Cross-domain Correspondence Learning for Exemplar-based Image Translation
posted on: CVPR2020
In this paper, they proposed exemplar-based image translation CoCosNet which learns the dense cross-domain correspondence and outputs images resembling the fine structures of the exemplar at instance level. The cross-domain correspondence and the image translation are jointly learnt with weak supervision because both tasks facilitate each other. Given an exemplar image, they focus on converting a semantic segmentation mask, an edge map, and pose keypoints to a photo-realistic image.
CoCosNet has two main sub-network: 1) cross-domain correspondence network, which transforms the inputs from different domains to an intermediate domain. 2) translation network, which progressively synthesizes the output based on the warped exemplar. Take mask to image synthesis as an example. They first align the input semantic image and the input reference style image(exemplar) through the encoder, and use the feature to calculate the similarity between each pixel of the two. After obtain the warped exemplar image according to the similarity, it uses the methods of positional normalization and spatially-variant denormalizaiton (similar to AdaIN) to inject the style into the image during the process of generating the final image from fixed noise z.
They apply domain alignment loss and correspondence regularization to guarantee the inputs are aligned to the same domain and the network could learn meaningful correspondence.
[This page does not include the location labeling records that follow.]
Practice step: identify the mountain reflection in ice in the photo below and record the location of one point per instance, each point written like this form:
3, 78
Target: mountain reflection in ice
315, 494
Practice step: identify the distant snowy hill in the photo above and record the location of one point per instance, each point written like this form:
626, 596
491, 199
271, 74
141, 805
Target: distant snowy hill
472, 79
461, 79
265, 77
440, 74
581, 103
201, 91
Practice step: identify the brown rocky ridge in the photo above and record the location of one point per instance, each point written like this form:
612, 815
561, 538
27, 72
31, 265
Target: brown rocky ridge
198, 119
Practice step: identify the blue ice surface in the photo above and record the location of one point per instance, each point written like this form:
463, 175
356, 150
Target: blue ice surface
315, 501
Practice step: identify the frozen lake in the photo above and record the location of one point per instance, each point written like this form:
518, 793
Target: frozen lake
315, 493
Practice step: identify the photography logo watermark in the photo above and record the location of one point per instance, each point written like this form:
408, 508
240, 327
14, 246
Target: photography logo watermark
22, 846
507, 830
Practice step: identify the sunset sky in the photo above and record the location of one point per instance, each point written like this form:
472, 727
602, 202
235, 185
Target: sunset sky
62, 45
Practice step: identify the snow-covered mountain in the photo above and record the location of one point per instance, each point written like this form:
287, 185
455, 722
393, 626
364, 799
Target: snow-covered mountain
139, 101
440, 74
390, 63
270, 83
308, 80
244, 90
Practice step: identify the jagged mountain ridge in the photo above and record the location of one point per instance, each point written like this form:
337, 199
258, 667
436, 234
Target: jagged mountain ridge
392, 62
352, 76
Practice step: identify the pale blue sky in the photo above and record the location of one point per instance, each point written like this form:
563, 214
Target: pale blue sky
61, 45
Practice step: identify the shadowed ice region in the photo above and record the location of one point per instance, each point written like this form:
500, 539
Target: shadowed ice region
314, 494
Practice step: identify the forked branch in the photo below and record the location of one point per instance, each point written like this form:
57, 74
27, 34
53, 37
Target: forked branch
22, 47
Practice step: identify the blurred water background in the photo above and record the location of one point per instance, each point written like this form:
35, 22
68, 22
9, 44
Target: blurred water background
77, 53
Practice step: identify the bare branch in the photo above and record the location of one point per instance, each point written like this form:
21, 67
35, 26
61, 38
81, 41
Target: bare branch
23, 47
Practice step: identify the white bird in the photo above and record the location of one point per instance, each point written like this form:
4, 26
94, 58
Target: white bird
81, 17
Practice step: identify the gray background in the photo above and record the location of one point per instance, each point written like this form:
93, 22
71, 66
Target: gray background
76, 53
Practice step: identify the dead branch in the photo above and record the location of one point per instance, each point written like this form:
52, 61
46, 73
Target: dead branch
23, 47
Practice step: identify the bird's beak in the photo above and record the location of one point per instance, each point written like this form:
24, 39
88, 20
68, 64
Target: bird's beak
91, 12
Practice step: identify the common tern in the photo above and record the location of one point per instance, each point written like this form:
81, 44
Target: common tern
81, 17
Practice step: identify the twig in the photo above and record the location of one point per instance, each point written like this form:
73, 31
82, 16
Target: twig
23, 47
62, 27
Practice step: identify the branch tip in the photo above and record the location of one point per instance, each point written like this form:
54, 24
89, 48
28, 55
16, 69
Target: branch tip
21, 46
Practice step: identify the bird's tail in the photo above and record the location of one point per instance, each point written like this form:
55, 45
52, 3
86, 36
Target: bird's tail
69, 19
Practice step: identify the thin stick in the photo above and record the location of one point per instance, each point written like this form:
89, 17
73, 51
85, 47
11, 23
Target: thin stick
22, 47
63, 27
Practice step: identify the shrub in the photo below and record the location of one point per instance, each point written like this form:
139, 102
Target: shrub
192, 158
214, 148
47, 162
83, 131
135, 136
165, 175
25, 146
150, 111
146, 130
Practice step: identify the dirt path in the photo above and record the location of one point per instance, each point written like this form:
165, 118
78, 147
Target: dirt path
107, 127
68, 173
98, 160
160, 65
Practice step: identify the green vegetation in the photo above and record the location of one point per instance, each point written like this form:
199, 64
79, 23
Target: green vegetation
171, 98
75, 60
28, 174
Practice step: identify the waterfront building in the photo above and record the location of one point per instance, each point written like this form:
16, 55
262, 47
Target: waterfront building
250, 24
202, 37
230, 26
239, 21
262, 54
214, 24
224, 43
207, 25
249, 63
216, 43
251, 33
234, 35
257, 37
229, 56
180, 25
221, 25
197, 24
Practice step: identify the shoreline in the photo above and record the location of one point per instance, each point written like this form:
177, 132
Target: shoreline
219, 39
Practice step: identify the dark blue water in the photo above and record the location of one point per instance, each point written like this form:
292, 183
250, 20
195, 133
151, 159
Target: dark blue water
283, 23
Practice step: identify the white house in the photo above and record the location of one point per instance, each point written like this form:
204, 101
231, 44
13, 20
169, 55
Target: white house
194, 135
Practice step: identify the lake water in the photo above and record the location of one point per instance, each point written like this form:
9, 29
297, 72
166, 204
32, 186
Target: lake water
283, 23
They also use 1) perceptual loss to minimize the semantic discrepancy, 2) context loss to maintain the same style information (color or texture), 3) feature matching loss to penalize the difference between the translation output and the ground truth for pseudo exemplar pairs, 4) adversarial loss to discriminate the translation output with the real sample of exemplar domain.
In their experiment, they select three datasets, ADE20K corresponds to mask-to-image subtask, CelebA-HQ corresponds to edge-to-image subtask and Deepfashion corresponds to keypoints-to-image subtask. They conduct quantitative and qualitative comparisons. For quantitative comparison, they compare in three aspects. 1) image quality: they use two metrics to measure, FID for measuring the distribution distance and SWD for measuring the statistical distance of low-level patch distribution. 2) semantic consistency: they use relu3_2, relu4_2 and relu5_2 of VGG19 to measure this. 3) color and texture distance: they use relu1_2 and relu2_2 to measure this between the semantically corresponding patches.
They also present two interesting applications of their work. One is image editing. By manipulating the segmentation layout, it’s feasible to output a translation with the same content manipulation. The other is the makeup transfer.
Pros:
- It’s a general framework for exemplar-based image translation. The development of image translation follows a clear vein, from paired supervision to unsupervised translation, and to multi-model translation. Since then, image translation has been further expanded toward higher resolution, higher quality, video, small sample adaptation, etc. But there are two main problems. 1) The style of the generated image is unpredictable, and the user cannot specify the style of the specific instance; 2) the outputs of existing methods often have obvious artifacts. And their method effectively solves these two problems.
- They module the input image and the exemplar image as in two distinct domains. And translating images from distinct domains is a general expression, which could generalize to many different kinds of inputs.
- Their quantitative experiments are comprehensive and the three aspects they consider are very related to their task.
Cons:
As the translation is based on the warped exemplar, it’s essential that their exemplar has the same semantic labels as the mask for mask-to-image task, which limits the applications.
In their ablation study, feature loss shows little improvements. And it seems that L_feat is only applied on pseudo exemplar pairs. So I wonder if it’s necessary to include this loss.